Exploding array column to fix number of rows (say 5)in pyspark dataframe. Create blank values for items not in array

52 Views Asked by At

I have an array column in pyspark dataframe. It can contain maximum of 14 elements in array which is a struct containing 7 attributes for each 14 elements.If any row has less than 14 elements in the array column we need to create blank values for missing elements and its 7 attributes. How to achieve this ?

**Taking maximum array elements as 5 for example and simplicity: **

Dataframe:

id|as_of_date|attributes
123|2023| [["version3","approved","2.6"],["version2","not approved","5.6"] ]
456|2022| [["version4","approved","6.7"],["version1","approved","8.5"],["version3","not approved","7.5"] ]
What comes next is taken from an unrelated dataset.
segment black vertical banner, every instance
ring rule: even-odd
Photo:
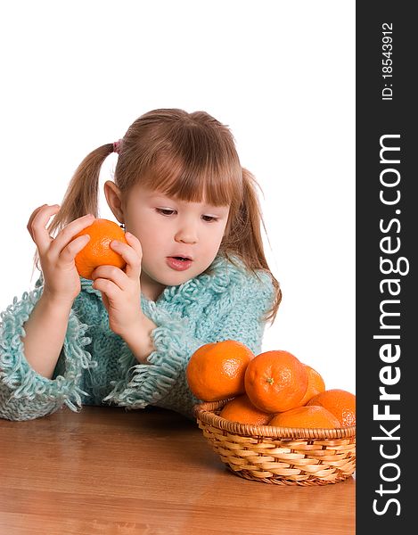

Here attributes is array column containing struct (version/approval_status/interest_rate) Maximum 5 versions data can be in array. Row 1 has only 2 versions so we will create 2 rows plus 3 rows for rest of versions with blank data. Row 2 has only 3 versions so we will create 3 rows plus 2 rows for rest of versions with blank data.

Resultant Dataframe:

id|as_of_date|attributes_version|attributes_approval_status|attributes_interest_rate
123|2023|version3|approved|2.6
123|2023|version2|not approved|5.6
123|2023|version1| | 
123|2023|version4| |
123|2023|version5| |
456|2022|version4|approved|6.7
456|2022|version1|approved|8.5
456|2022|version3|not approved|7.5
456|2022|version2| | 
456|2022|version5| |

I am able to create rows using explode , but unable to figure out how to create exactly 5 rows for each version and blank values for missing versions in array

1

There are 1 best solutions below

0
samkart On

you can create a new array column with the required number of array elements, and then explode it.

here's an example

max_size = 5

data_sdf. \
    withColumn('new_attrs', 
               func.when(func.size('attrs') < max_size, 
                         func.concat('attrs', func.expr('array_repeat(array(null, null, null), {0}-size(attrs))'.format(max_size)))).
               otherwise(func.slice('attrs', 1, max_size))
               ). \
    withColumn('new_attrs_explode', func.explode('new_attrs')). \
    selectExpr('id', 'as_of_date', 
               'new_attrs_explode[0] as attributes_version',
               'new_attrs_explode[1] as attributes_approval_status',
               'new_attrs_explode[2] as attributes_interest_rate'
               ). \
    show(truncate=False)

# +---+----------+------------------+--------------------------+------------------------+
# |id |as_of_date|attributes_version|attributes_approval_status|attributes_interest_rate|
# +---+----------+------------------+--------------------------+------------------------+
# |123|2023      |version3          |approved                  |2.6                     |
# |123|2023      |version2          |not approved              |5.6                     |
# |123|2023      |null              |null                      |null                    |
# |123|2023      |null              |null                      |null                    |
# |123|2023      |null              |null                      |null                    |
# |456|2022      |version4          |approved                  |6.7                     |
# |456|2022      |version1          |approved                  |8.5                     |
# |456|2022      |version3          |not approved              |7.5                     |
# |456|2022      |null              |null                      |null                    |
# |456|2022      |null              |null                      |null                    |
# +---+----------+------------------+--------------------------+------------------------+

the new_attrs is the new array column which will have only 5 (as passed in max_size) elements - if attributes are less than the wanted number of elements, it creates null attributes and merges it with the existing. notice that the merge is acheived using concat, not array_union. that's because array_union will remove duplicate elements (attributes) by default. this new column is exploded and used to create new columns.

data_sdf. \
    withColumn('new_attrs', 
               func.when(func.size('attrs') < max_size, 
                         func.concat('attrs', func.expr('array_repeat(array(null, null, null), {0}-size(attrs))'.format(max_size)))).
               otherwise(func.slice('attrs', 1, max_size))
               ). \
    show(truncate=False)

# +---+----------+-------------------------------------------------------------------------------------+-----------------------------------------------------------------------------------------------------------------------------+
# |id |as_of_date|attrs                                                                                |new_attrs                                                                                                                    |
# +---+----------+-------------------------------------------------------------------------------------+-----------------------------------------------------------------------------------------------------------------------------+
# |123|2023      |[[version3, approved, 2.6], [version2, not approved, 5.6]]                           |[[version3, approved, 2.6], [version2, not approved, 5.6], [null, null, null], [null, null, null], [null, null, null]]       |
# |456|2022      |[[version4, approved, 6.7], [version1, approved, 8.5], [version3, not approved, 7.5]]|[[version4, approved, 6.7], [version1, approved, 8.5], [version3, not approved, 7.5], [null, null, null], [null, null, null]]|
# +---+----------+-------------------------------------------------------------------------------------+-----------------------------------------------------------------------------------------------------------------------------+